I want to show that τ $= \{\emptyset, \mathbb{R}\} \cup \{(-\infty,x]:x\in\mathbb{R}\}$ is not a topology on $\mathbb{R}$, and I assume it has to do with the fact that $(-\infty,x]$ includes $x$.
Clearly $\tau$ contains $\emptyset$ and $\mathbb{R}.$ The intersection of 2 elements of the form $(-\infty,a] \cap (-\infty, b]$ for $a<b\in\mathbb{R}$ is just $(-\infty,a]\in \tau$, so that's okay, as too is any self-intersections and/or intersections involving $\mathbb{R}$ and $\emptyset.$
Any union including $\mathbb{R}$ will give $\mathbb{R}\in\tau$ so assume $\mathbb{R}$ is not included. Any finite union of elements of the form $$(-\infty,a_1]\cup (-\infty,a_2] \cup \dots \cup (-\infty,a_n] \,\text{ for }\, a_1<a_2<\dots<a_n\in\mathbb{R}$$ is just $(-\infty,a_n]\in\tau$ (also if we included $\emptyset$ in the union).
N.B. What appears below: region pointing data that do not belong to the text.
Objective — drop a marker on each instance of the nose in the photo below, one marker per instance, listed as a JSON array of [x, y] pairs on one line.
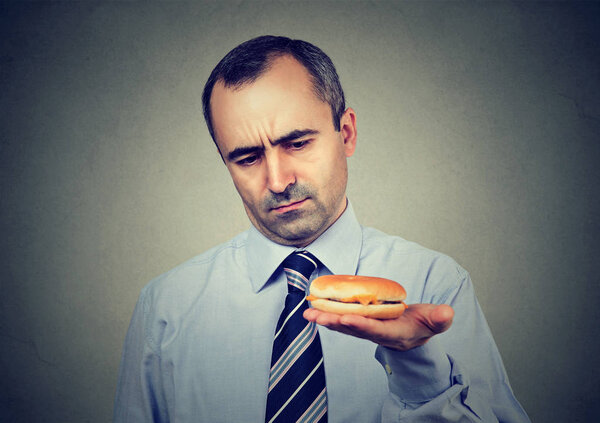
[[280, 173]]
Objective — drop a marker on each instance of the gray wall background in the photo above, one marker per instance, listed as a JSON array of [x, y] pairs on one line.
[[479, 137]]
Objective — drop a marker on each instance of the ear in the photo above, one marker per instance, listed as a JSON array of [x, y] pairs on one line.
[[348, 131]]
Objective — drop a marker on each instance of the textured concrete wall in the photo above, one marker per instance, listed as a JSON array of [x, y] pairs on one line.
[[479, 130]]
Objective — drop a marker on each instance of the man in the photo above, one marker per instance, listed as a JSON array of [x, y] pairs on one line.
[[202, 340]]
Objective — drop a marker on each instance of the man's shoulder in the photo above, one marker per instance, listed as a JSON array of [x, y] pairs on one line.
[[425, 272], [192, 274], [378, 241]]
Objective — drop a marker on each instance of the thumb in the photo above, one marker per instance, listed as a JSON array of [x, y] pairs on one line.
[[441, 318]]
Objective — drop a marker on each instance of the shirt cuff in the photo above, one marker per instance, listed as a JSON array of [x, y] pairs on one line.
[[416, 375]]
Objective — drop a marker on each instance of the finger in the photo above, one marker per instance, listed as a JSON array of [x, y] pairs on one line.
[[441, 318]]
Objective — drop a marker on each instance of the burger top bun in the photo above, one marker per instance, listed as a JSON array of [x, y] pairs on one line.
[[344, 286], [367, 296]]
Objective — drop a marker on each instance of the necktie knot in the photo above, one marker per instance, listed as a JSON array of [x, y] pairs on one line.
[[298, 267]]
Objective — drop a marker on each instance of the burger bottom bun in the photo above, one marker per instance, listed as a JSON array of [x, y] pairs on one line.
[[375, 311]]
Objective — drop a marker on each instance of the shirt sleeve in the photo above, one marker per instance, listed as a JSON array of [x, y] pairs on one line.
[[139, 395], [457, 376]]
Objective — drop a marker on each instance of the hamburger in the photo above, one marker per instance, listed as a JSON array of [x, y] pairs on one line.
[[367, 296]]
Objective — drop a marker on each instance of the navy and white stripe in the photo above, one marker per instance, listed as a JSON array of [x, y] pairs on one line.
[[297, 389]]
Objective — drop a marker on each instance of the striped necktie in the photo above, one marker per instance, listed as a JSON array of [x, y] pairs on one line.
[[297, 390]]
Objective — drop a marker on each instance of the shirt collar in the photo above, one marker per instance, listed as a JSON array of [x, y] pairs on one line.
[[338, 248]]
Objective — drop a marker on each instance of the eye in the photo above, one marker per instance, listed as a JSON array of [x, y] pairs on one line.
[[248, 160], [298, 145]]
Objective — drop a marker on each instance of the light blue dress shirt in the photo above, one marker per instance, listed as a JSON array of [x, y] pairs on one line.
[[198, 348]]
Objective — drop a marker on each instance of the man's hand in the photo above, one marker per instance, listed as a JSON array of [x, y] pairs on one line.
[[412, 329]]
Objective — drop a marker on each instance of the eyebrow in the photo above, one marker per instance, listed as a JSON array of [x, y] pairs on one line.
[[290, 136]]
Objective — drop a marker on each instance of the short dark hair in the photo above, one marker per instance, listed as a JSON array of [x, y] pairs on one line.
[[248, 61]]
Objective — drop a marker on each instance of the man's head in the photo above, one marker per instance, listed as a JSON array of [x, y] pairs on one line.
[[248, 61], [275, 132]]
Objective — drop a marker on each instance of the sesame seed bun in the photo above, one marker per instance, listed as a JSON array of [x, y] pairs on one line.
[[367, 296]]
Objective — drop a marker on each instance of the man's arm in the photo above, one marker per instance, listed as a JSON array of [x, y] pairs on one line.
[[441, 361]]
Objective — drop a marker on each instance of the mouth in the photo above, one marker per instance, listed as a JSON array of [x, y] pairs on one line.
[[289, 207]]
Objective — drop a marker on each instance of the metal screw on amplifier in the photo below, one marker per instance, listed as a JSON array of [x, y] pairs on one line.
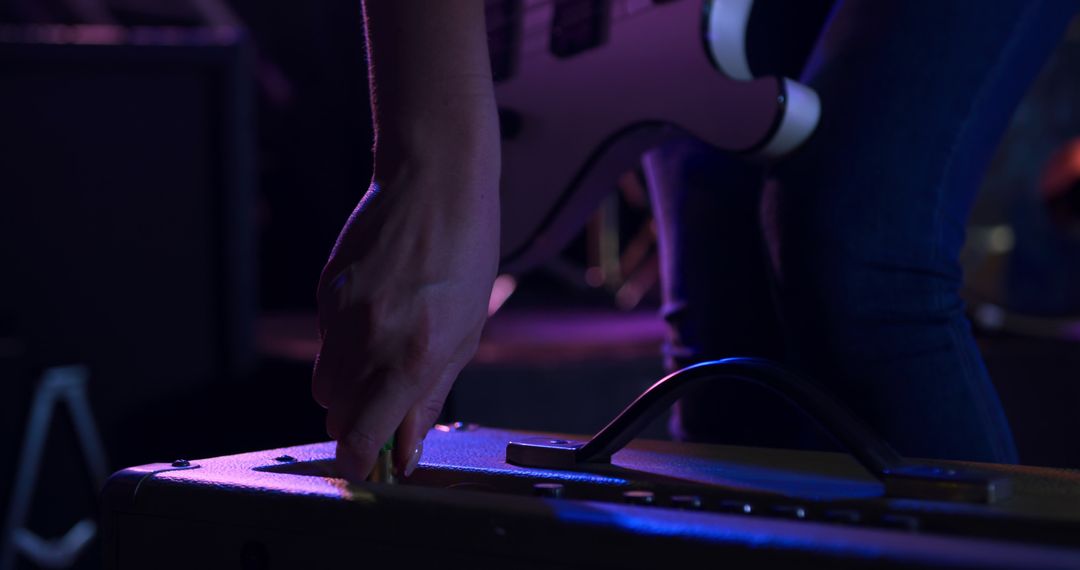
[[691, 502], [642, 498], [550, 490]]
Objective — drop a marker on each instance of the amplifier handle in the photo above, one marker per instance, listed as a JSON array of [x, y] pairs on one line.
[[901, 478]]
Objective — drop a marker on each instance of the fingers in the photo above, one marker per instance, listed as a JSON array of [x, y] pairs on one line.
[[362, 417], [408, 445]]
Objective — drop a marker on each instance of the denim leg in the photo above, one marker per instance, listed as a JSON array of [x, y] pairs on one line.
[[716, 296], [867, 219]]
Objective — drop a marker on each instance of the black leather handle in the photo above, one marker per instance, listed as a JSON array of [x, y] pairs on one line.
[[853, 435], [901, 477]]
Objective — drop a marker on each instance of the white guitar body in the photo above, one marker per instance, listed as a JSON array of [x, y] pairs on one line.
[[663, 69]]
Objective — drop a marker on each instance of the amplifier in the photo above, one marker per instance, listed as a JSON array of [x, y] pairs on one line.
[[494, 498], [656, 503]]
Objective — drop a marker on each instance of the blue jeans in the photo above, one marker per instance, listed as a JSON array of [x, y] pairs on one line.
[[846, 266]]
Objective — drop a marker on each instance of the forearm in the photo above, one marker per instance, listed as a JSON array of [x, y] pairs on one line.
[[432, 98]]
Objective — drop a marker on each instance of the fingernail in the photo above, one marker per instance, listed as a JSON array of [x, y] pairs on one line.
[[415, 460]]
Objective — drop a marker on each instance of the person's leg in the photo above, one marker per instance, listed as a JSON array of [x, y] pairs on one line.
[[866, 220], [716, 298]]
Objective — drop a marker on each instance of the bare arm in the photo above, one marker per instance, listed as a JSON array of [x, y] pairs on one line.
[[404, 296]]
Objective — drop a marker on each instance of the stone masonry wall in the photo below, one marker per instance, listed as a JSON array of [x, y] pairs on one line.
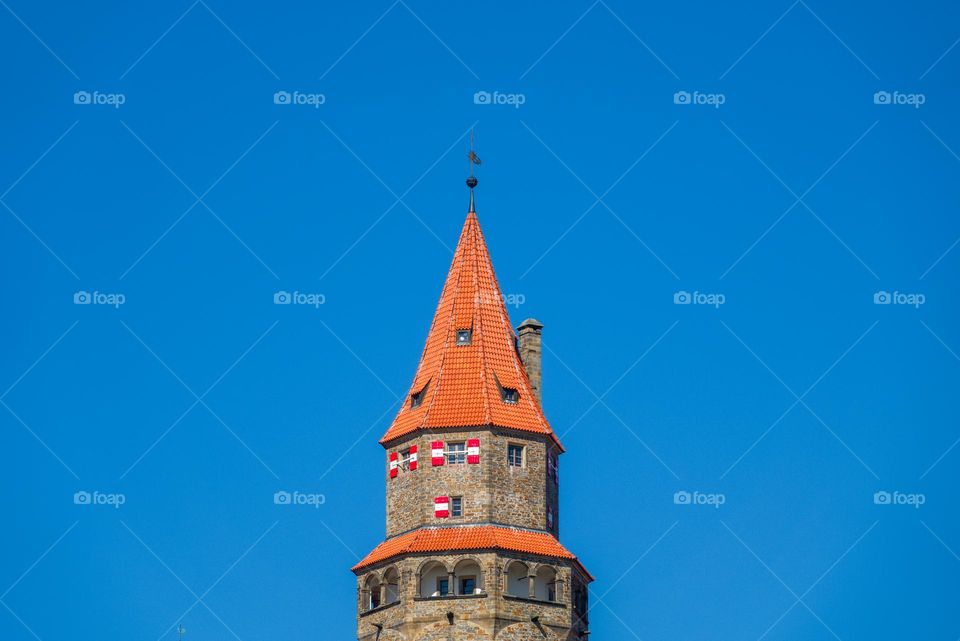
[[492, 491], [492, 615]]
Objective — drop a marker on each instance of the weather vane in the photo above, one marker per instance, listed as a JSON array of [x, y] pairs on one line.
[[474, 159]]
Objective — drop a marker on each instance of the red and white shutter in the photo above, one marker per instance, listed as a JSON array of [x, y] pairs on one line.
[[441, 507], [436, 453], [393, 465], [412, 461], [473, 451]]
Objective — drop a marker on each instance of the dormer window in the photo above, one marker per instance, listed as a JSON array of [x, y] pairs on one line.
[[417, 397]]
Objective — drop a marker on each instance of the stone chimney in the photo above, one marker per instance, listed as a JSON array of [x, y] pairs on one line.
[[531, 353]]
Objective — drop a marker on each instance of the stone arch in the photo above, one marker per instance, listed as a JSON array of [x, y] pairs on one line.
[[545, 583], [443, 631], [526, 632], [469, 567], [391, 584], [515, 573], [371, 593], [431, 577]]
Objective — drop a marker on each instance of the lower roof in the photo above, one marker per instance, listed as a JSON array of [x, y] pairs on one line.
[[474, 538]]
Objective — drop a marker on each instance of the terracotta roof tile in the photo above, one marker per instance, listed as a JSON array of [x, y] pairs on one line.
[[483, 537], [464, 390]]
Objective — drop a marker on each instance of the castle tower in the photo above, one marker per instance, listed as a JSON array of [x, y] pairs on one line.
[[471, 468]]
And if we had an infinite union then it would again be something of the form $(-\infty,x]\in\tau$ or $(-\infty,\infty)=\mathbb{R}\in\tau$, so again no problem.
What's the issue?
The set $\tau$ is not closed for arbitrary unions. For instance:$$\bigcup_{n\in\mathbb N}\left(-\infty,-\frac1n\right]=(-\infty,0).$$